Every year at SXSW, a winning meme emerges that’s attached to the latest hot new “it” company. Years ago it was “tweet everything,” including what you ate, wore, and saw. Then there was the “check in everywhere” year, followed soon after by “find me,” with location-based ambient social networks all the rage.
It’s almost as if the College of SXSW Cardinals caucused before the event and picked a winner – and proceeded to ban discussion about anything else. Some of the companies behind these memes, like Twitter, are household names today, some have faded away, and some have futures that are yet to be written.
This year, the resounding meme was “There is no meme!” Who – or what— was behind that? Did we simply run out of memes, or could the trend-setters just not agree this time? Or, have the meme generators moved on from SXSW to some other event like TED, Disrupt or Davos?
This year, the resounding meme was “there is no meme!”
I have a different theory-slash-hope: we’ve graduated from focusing on mindless memes in which we act like lemmings, repeating what the last person said, to become more savvy consumers of technology trends. This year at SXSW, we saw exciting new companies provide entertainment and serendipity, help us make better decisions, and improve productivity or use of our resources. And while a few of these might succeed in becoming products or companies that endure, most will not be permanent fixtures of the technology landscape. This is as it should be; all is still right in the world even though this year’s South-By can’t be summed up in fewer than six words.
As a SXSW regular, I think this graduation, or newfound maturity, is awesome. It speaks to a tech world that has more patience and a greater understanding of the challenges of creating consumer phenomena. We all know that creating technology that endures requires so much more than building a hip app that’s famous for two seconds. It must tie into our need to communicate, exchange information or solve a common problem. It must be built with a product maestro’s attention to detail. Of course, a little luck and extra attention along the way never hurt, but a meme isn’t required – or even necessarily that helpful – for success. Especially since memes don’t demand a product with any of that magic and are only a kneejerk reaction to something cool, different or cleverly preceded by a hashtag.

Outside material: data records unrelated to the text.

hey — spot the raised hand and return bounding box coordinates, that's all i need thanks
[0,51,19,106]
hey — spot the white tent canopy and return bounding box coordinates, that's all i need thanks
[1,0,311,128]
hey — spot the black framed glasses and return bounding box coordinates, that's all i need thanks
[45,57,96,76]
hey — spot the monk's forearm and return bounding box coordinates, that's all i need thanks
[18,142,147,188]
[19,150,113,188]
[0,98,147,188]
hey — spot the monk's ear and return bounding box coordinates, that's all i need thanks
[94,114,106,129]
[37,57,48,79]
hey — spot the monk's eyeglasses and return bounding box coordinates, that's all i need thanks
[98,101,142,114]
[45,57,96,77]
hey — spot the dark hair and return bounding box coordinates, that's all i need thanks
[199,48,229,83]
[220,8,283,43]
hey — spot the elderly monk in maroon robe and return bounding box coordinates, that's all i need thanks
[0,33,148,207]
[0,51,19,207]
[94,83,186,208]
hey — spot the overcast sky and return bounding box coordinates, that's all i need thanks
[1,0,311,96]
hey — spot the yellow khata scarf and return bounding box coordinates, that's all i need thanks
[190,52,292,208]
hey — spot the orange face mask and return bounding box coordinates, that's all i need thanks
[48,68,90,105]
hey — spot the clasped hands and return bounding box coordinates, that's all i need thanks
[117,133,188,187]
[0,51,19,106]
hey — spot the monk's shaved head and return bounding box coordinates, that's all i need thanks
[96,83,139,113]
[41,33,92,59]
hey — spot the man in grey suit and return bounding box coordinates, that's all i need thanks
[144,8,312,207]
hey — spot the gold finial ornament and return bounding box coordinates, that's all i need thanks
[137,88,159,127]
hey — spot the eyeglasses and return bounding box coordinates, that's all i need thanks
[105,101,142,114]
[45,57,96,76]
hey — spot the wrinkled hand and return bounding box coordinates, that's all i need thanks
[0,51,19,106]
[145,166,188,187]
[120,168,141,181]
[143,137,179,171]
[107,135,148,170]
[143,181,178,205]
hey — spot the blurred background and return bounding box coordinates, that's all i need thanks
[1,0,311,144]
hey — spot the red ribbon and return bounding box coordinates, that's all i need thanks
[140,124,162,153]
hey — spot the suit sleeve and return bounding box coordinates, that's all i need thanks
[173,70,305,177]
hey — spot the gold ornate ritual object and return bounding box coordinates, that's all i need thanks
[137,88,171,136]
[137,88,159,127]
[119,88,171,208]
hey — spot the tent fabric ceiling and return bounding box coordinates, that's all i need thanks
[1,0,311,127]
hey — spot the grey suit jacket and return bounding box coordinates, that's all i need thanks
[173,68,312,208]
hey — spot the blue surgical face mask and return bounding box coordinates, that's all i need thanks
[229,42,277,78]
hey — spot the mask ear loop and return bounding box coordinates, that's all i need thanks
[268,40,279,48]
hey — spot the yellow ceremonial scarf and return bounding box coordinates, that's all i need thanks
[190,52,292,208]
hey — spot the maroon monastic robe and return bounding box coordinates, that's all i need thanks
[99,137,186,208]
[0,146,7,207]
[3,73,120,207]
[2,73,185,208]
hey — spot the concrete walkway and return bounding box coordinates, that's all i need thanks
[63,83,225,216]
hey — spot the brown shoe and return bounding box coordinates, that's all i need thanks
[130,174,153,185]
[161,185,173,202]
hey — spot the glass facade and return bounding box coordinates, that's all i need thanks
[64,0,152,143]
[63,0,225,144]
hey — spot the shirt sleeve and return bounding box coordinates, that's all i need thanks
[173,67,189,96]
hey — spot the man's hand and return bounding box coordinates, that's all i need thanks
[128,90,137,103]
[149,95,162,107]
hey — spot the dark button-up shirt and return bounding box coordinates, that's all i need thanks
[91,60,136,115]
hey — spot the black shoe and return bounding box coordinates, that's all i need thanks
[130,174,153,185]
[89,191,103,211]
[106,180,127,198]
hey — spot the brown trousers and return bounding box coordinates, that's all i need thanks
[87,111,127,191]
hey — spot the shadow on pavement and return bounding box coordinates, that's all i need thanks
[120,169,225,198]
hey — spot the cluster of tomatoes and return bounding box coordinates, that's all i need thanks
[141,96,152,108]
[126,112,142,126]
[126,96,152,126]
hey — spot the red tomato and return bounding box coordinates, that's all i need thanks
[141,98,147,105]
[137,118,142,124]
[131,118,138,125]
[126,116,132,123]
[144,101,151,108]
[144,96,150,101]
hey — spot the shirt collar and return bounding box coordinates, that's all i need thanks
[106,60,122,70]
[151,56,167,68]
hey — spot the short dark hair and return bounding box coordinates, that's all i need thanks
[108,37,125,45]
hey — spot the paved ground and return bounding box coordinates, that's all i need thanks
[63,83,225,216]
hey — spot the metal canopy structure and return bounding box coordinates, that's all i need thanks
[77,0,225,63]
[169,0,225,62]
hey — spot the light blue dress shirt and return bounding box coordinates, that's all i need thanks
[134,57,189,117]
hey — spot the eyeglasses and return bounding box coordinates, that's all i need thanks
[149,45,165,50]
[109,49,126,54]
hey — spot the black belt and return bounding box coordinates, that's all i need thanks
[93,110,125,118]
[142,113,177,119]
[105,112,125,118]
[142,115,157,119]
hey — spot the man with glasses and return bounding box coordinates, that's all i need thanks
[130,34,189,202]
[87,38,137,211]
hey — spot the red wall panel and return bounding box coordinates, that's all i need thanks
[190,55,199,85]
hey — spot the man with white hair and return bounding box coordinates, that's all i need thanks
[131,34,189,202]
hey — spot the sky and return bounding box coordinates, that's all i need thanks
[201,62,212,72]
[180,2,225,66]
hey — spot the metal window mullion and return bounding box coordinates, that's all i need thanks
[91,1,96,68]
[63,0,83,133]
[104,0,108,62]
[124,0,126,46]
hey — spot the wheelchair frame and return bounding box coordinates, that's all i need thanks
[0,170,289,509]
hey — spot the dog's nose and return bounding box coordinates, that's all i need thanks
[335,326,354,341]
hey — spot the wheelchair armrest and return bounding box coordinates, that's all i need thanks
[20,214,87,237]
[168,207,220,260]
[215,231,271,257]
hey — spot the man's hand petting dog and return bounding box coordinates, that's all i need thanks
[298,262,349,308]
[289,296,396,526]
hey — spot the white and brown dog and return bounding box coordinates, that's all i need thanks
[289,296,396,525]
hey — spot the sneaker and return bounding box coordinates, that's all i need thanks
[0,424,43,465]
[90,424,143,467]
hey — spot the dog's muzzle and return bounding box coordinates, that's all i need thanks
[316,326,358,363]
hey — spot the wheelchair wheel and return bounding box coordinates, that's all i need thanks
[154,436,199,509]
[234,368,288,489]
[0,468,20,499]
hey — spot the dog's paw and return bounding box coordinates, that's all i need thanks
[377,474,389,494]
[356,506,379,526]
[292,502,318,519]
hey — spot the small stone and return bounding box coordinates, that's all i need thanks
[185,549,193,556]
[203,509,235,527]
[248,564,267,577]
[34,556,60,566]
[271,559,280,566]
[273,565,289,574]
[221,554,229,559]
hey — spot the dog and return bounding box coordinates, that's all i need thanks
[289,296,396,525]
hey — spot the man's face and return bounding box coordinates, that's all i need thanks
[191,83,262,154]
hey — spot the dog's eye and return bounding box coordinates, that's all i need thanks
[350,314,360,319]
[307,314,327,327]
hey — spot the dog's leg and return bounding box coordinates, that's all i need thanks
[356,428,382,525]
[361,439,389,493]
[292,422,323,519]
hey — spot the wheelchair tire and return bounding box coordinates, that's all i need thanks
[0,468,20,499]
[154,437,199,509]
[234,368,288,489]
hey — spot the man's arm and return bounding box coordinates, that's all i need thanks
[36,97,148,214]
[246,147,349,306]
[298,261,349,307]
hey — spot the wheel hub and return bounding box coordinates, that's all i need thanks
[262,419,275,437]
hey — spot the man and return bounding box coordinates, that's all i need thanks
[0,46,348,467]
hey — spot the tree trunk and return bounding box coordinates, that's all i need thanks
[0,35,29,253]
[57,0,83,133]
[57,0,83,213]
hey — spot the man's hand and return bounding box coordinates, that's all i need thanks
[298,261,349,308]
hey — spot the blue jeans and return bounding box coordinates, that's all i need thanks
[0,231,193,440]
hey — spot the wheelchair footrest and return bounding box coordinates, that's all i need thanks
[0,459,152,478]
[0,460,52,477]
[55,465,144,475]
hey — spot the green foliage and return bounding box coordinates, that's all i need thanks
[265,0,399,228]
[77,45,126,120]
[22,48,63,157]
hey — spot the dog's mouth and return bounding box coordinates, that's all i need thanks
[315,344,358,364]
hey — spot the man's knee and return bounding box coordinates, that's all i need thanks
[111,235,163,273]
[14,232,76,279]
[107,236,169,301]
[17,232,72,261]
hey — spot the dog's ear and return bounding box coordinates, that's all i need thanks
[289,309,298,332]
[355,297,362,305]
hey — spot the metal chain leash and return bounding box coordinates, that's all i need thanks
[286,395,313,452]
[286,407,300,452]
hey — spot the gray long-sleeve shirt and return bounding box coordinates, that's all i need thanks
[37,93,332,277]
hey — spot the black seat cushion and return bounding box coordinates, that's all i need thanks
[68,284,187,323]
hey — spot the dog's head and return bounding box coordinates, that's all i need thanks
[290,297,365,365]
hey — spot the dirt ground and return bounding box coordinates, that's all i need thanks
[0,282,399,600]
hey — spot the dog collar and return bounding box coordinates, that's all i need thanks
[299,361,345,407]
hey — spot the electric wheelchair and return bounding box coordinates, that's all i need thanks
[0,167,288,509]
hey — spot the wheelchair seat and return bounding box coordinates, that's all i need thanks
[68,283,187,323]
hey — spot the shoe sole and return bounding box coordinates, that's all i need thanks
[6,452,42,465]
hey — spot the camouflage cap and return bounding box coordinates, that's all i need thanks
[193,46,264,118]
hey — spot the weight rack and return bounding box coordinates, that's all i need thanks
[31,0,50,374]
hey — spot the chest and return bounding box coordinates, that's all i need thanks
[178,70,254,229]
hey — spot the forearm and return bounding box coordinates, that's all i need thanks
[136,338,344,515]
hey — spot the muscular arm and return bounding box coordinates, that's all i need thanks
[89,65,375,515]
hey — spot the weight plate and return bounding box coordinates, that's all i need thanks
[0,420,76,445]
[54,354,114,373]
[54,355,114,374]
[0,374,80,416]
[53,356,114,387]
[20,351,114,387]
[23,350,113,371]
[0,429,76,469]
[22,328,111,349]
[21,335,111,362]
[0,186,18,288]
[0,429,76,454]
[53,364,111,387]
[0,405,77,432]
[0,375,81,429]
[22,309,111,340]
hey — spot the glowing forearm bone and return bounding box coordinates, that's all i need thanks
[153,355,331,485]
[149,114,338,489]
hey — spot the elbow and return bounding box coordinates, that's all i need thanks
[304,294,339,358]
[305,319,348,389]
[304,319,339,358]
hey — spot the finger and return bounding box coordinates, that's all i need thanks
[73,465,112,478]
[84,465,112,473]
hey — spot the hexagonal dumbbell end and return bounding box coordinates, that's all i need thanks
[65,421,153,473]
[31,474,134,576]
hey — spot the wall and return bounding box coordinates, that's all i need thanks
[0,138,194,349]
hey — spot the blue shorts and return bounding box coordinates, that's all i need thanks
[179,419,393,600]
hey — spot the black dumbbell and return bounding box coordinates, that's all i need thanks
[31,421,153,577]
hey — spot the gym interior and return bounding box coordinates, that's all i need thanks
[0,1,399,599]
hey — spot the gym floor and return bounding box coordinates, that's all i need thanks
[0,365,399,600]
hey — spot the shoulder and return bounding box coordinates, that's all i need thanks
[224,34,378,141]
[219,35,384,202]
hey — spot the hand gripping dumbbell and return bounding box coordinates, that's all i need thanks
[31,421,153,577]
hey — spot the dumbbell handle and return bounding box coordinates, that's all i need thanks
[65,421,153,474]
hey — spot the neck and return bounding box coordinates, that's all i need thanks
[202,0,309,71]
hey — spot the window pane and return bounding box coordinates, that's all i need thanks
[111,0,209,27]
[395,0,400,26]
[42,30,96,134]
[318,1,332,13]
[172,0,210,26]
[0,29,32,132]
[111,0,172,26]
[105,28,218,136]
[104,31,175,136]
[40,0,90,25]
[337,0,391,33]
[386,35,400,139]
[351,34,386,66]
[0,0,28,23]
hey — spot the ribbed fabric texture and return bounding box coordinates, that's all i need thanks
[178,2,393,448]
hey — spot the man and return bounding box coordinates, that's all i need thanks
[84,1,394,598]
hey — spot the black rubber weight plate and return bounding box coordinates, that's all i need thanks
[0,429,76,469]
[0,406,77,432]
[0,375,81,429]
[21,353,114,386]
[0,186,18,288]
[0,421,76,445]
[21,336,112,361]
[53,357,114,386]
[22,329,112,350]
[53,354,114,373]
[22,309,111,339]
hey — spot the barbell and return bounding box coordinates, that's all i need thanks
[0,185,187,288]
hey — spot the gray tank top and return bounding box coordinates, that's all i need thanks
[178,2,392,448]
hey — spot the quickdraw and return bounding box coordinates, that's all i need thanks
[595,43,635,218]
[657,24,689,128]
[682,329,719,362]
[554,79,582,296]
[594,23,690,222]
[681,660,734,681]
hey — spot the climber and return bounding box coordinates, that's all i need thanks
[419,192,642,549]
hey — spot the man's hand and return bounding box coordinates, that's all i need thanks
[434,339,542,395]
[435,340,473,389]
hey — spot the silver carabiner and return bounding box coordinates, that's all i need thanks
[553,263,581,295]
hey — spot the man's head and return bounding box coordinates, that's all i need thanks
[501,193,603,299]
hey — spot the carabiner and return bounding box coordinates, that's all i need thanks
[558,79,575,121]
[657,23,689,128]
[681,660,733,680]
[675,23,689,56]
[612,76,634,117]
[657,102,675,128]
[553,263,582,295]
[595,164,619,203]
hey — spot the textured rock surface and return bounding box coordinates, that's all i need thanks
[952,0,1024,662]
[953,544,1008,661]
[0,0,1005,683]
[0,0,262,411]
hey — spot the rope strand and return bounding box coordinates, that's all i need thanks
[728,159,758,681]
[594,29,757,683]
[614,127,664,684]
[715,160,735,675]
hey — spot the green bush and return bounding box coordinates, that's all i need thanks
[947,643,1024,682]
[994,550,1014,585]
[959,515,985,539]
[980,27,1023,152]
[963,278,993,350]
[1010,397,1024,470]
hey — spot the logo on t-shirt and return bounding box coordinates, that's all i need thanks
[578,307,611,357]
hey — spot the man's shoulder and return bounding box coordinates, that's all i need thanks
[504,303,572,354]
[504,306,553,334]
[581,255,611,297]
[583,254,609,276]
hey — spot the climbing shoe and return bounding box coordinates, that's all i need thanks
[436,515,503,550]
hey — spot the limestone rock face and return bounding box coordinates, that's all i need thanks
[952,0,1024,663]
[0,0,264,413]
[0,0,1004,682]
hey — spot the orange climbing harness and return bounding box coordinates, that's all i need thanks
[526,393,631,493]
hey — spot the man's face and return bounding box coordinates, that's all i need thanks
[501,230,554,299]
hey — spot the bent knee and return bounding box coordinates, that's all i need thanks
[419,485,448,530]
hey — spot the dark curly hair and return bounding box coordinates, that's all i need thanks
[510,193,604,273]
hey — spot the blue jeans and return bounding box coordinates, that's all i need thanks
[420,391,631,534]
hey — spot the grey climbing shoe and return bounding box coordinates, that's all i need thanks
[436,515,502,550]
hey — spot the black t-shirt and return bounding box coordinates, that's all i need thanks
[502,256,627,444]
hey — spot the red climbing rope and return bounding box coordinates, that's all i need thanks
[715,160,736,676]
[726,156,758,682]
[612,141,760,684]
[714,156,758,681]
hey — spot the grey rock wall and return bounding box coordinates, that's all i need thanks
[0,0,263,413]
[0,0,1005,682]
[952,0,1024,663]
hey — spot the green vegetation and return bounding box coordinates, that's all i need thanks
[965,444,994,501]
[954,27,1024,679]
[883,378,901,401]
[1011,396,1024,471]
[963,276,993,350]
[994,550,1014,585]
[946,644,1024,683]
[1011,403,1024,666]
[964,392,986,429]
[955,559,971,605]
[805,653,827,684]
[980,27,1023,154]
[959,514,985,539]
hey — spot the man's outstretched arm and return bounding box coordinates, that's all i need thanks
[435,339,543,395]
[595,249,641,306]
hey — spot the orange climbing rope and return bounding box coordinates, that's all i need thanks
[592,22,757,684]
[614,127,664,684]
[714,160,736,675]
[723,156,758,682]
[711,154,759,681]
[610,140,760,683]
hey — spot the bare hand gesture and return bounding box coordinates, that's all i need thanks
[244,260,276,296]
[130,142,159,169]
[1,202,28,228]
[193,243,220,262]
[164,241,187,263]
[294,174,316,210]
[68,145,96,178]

Are the meme days behind us? I hope so. Perhaps now we’ll obsess a little less about frivolous trends that don’t last more than a week, and instead focus on inventing the future. On the other hand, this memeless year might be a fluke — a break in the action — and the conclave is convening now to elect a meme for 2014. If so, my money is on Google Glass. It’s different, futuristic, and coveted by tech-aficionados near and far, and no one knows what it actually does. A perfect candidate for meme-dom!